Not really. If we receive these packets while backlog is empty, then the
sender violates TCP rules.

We advertise tcp window directly from memory we are allowed to consume.

(On the premise sender behaves correctly, not sending bytes in small
packets)


> The problem exists because the backlog has a tighter limit on it than
> the receive window does; I think the backlog should be able to accept
> sk_rcvbuf bytes in addition to what is already in the receive buffer (or
> up to the advertised receive window if that's smaller).  At the moment
> it will only accept sk_rcvbuf bytes including what is already in the
> receive buffer.  The logic being that in this case we're using the
> backlog because it's in the process of emptying the receive buffer into
> the application, and so the receive buffer will very soon be empty, and
> so we will very soon be able to accept sk_rcvbuf bytes.  This is evident
> from the packet capture as the kernel stack is quite happy to accept the
> significant quantity of data that arrives as part of the same burst
> immediately after it has dropped a couple of packets.
> 

This is not evident from the capture, you are mistaken.
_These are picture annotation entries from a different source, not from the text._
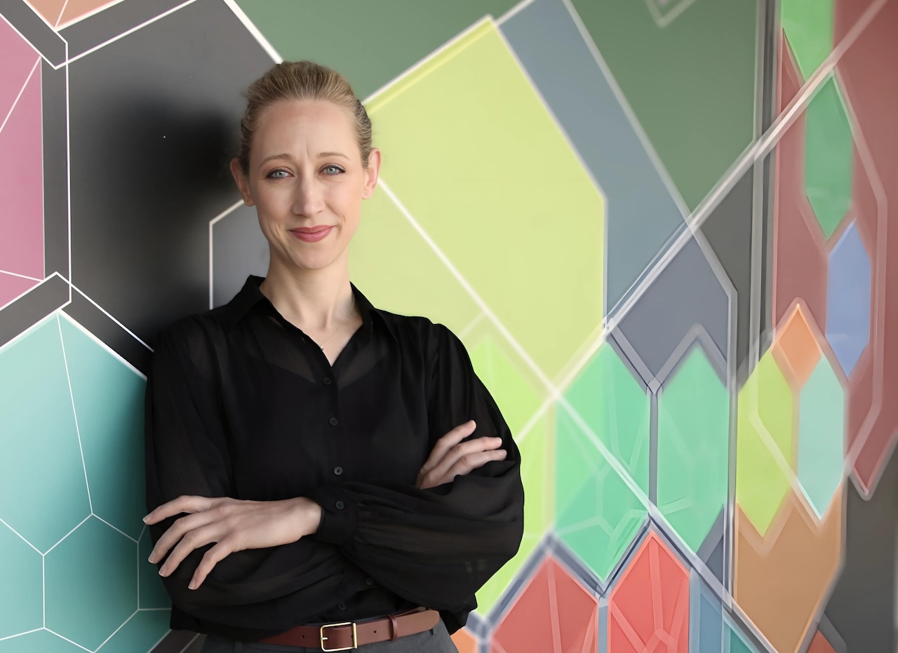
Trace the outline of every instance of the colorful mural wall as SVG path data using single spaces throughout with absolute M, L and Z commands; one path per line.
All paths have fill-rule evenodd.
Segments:
M 352 247 L 515 434 L 462 653 L 891 653 L 898 0 L 0 0 L 0 653 L 196 651 L 144 514 L 154 334 L 264 274 L 273 61 L 384 154 Z

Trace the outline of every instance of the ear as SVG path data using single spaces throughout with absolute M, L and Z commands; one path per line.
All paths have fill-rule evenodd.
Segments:
M 367 199 L 374 192 L 377 186 L 377 179 L 381 173 L 381 151 L 376 147 L 371 148 L 368 155 L 368 167 L 365 170 L 365 190 L 362 191 L 362 199 Z
M 231 174 L 233 181 L 240 189 L 240 194 L 243 198 L 243 204 L 248 207 L 253 206 L 252 193 L 250 192 L 250 181 L 246 178 L 243 169 L 240 167 L 240 160 L 236 157 L 231 159 Z

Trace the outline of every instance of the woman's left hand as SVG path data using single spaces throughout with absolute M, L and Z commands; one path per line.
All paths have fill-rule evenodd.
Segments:
M 163 504 L 144 517 L 144 522 L 157 524 L 181 513 L 189 514 L 176 519 L 159 538 L 149 560 L 155 564 L 172 550 L 159 569 L 160 576 L 169 576 L 190 552 L 216 543 L 197 567 L 188 586 L 190 589 L 202 585 L 213 568 L 231 553 L 292 543 L 315 533 L 321 519 L 321 507 L 304 497 L 242 501 L 186 496 Z

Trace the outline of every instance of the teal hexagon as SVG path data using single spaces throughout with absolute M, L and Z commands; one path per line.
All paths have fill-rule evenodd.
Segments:
M 36 631 L 0 640 L 0 653 L 84 653 L 84 649 L 49 631 Z
M 139 587 L 137 607 L 141 610 L 160 610 L 172 607 L 172 600 L 165 591 L 165 586 L 159 578 L 159 568 L 151 564 L 147 558 L 153 552 L 150 532 L 145 529 L 137 541 L 137 587 Z
M 832 49 L 832 0 L 780 0 L 779 23 L 805 80 Z
M 599 348 L 565 399 L 647 494 L 649 397 L 613 347 Z
M 851 206 L 854 141 L 834 76 L 817 91 L 805 119 L 805 192 L 829 238 Z
M 44 625 L 44 565 L 40 553 L 0 524 L 0 638 Z M 13 600 L 14 596 L 14 600 Z
M 138 610 L 96 653 L 143 653 L 165 636 L 170 610 Z
M 845 397 L 832 366 L 820 357 L 798 400 L 798 481 L 818 516 L 845 468 Z
M 556 415 L 555 533 L 606 582 L 647 510 L 576 423 Z
M 65 316 L 60 327 L 93 514 L 136 539 L 146 513 L 146 382 Z
M 95 650 L 137 610 L 137 544 L 91 516 L 44 560 L 46 625 Z
M 658 394 L 658 509 L 697 552 L 726 503 L 729 393 L 694 346 Z
M 0 349 L 0 519 L 46 552 L 91 514 L 56 315 Z

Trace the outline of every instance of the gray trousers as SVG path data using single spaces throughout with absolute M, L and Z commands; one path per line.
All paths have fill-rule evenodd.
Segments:
M 258 642 L 234 641 L 210 635 L 201 653 L 314 653 L 318 647 L 280 646 Z M 382 641 L 358 647 L 361 653 L 458 653 L 442 620 L 433 630 L 401 637 L 396 641 Z

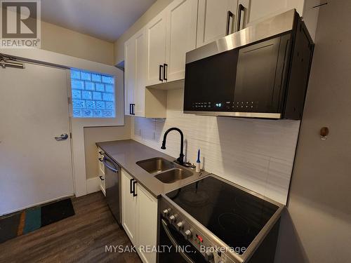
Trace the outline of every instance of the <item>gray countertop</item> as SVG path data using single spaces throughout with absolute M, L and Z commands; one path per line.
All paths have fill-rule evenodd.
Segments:
M 162 194 L 168 193 L 208 175 L 208 173 L 205 171 L 199 173 L 195 173 L 194 169 L 191 169 L 194 173 L 192 176 L 171 184 L 165 184 L 155 178 L 153 175 L 150 175 L 135 163 L 138 161 L 155 157 L 161 157 L 173 161 L 176 158 L 133 140 L 97 142 L 96 145 L 100 147 L 122 169 L 133 176 L 138 183 L 156 198 L 159 198 Z

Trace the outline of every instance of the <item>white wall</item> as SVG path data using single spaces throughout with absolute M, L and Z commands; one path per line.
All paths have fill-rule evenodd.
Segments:
M 84 145 L 85 127 L 102 127 L 124 125 L 124 74 L 113 66 L 98 63 L 81 58 L 41 49 L 0 48 L 0 53 L 24 58 L 36 62 L 53 64 L 67 67 L 83 69 L 95 72 L 101 72 L 115 77 L 115 95 L 117 117 L 114 119 L 71 119 L 72 133 L 73 170 L 74 177 L 74 194 L 77 196 L 86 194 L 86 170 Z M 70 83 L 67 80 L 68 95 L 71 95 Z M 66 87 L 62 87 L 66 88 Z M 98 141 L 100 140 L 95 137 Z M 95 153 L 92 154 L 95 154 Z
M 164 132 L 178 127 L 186 140 L 187 160 L 194 163 L 200 148 L 206 171 L 285 204 L 300 121 L 184 114 L 183 93 L 168 90 L 166 120 L 134 118 L 132 138 L 162 151 Z M 166 153 L 179 156 L 178 133 L 169 133 L 166 147 Z
M 328 1 L 319 10 L 277 263 L 351 262 L 350 13 L 350 0 Z

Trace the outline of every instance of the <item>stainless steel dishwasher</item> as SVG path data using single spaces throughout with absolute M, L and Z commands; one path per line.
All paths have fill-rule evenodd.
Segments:
M 106 154 L 103 162 L 107 205 L 117 222 L 121 224 L 121 167 Z

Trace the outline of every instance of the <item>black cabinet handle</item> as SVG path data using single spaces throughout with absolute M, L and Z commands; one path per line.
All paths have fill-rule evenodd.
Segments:
M 242 4 L 239 4 L 238 7 L 238 25 L 237 25 L 237 30 L 239 31 L 240 30 L 240 27 L 242 25 L 240 25 L 241 22 L 241 14 L 245 12 L 245 8 Z M 244 16 L 242 16 L 244 18 Z
M 230 29 L 230 18 L 232 18 L 232 28 Z M 225 30 L 225 35 L 227 36 L 230 34 L 232 34 L 233 32 L 233 25 L 234 24 L 234 14 L 228 11 L 227 15 L 227 29 Z
M 134 181 L 133 182 L 133 196 L 138 196 L 138 194 L 135 194 L 135 184 L 136 184 L 136 183 L 137 183 L 136 181 Z
M 167 80 L 167 69 L 168 67 L 168 65 L 166 63 L 164 64 L 164 81 Z
M 135 104 L 133 103 L 129 104 L 129 115 L 135 115 L 134 113 L 134 106 Z
M 133 194 L 133 181 L 134 179 L 131 179 L 131 182 L 129 182 L 129 193 Z
M 160 81 L 162 81 L 162 69 L 164 69 L 164 66 L 161 65 L 159 65 L 159 79 Z

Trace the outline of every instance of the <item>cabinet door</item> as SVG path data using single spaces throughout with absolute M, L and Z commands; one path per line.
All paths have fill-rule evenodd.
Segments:
M 122 225 L 131 242 L 136 242 L 136 196 L 131 194 L 131 180 L 133 177 L 122 170 Z
M 157 200 L 138 184 L 138 244 L 156 247 L 157 244 Z M 156 262 L 156 252 L 140 251 L 143 262 Z
M 185 53 L 196 48 L 197 0 L 175 0 L 166 9 L 165 81 L 184 79 Z
M 135 83 L 134 89 L 134 114 L 145 116 L 145 78 L 147 58 L 146 30 L 142 29 L 135 35 Z
M 237 4 L 237 0 L 199 0 L 197 47 L 235 31 Z
M 135 86 L 135 41 L 132 37 L 124 43 L 124 114 L 131 115 Z
M 160 67 L 166 61 L 166 13 L 162 11 L 146 26 L 147 58 L 146 85 L 162 83 L 163 70 Z M 161 74 L 160 74 L 161 73 Z

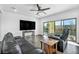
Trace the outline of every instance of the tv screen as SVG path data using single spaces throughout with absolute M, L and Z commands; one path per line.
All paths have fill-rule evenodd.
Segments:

tcpdump captures packets before tcp stack, it doesnt say if they are :

1) queued in receive of ofo queue
2) queued in socket backlog
3) dropped because we hit socket rcvbuf limit

If socket lock is hold by the user, packets are queued to backlog, or
dropped.

Then, when socket lock is about to be released, we process the backlog.